Thursday, March 1, 2018, 3:30 pm 

The »smart city« is a term widely used to signal an urban environment that re-invents, or »updates«, itself. The smart city not only embodies techno-visions and uses of urban space, but also signals the existence of different perspectives within itself.

In this presentation, we will seek to outline some of these with an outset in »the urban metainterface«. Examples of everyday urban experiences with interfaces are numerous: »TripAdvisor« provides access to restaurants, and other sights that are otherwise not clearly visible in the urban landscape; with »Airbnb«, any apartment in the city holds the invisible potential of a bed and breakfast, etc. In other words »every street corner and every local pub leads a double life« as expressed by Martijn de Waal. The interface is however not just an interface to the city, but is a meta-construction that within itself holds a particular urban gaze. The urban metainterface depends on an ability to capture the user’s behaviors: the more the interface opens up the city – to diverse behaviors and signification – the more it needs to monitor the users and their milieu, and process these data. The more we read, the more we are being read. But what are the aesthetic mechanisms of seeing and walking in the city, whilst being seen and being guided?

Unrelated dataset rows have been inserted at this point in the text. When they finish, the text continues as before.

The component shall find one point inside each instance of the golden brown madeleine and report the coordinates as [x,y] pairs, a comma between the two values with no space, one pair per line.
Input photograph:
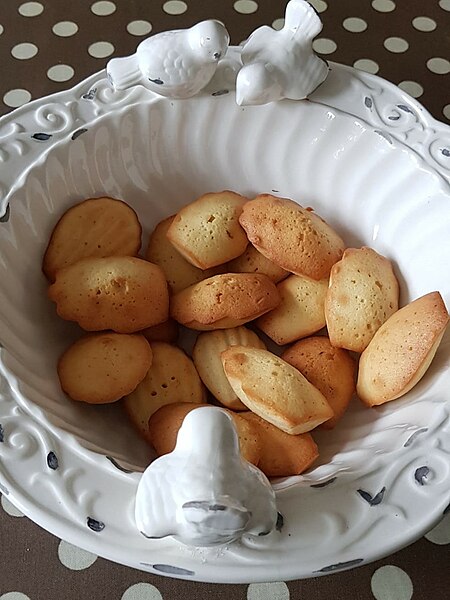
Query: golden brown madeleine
[101,368]
[96,227]
[252,261]
[164,425]
[179,273]
[172,378]
[402,350]
[363,293]
[207,231]
[282,455]
[121,293]
[300,312]
[224,301]
[207,358]
[331,370]
[275,390]
[293,237]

This presentation outlines this new urban gaze of the metainterface. With an outset in the forthcoming book »The Metainterface – The art of platforms cities and clouds« by Christian Ulrik Andersen and Søren Pold (MIT Press, 2018), a theoretical foundation in urban semantics and a number of artworks it will reflect on how the urban metainterface produces a particular territoriality and perception of space.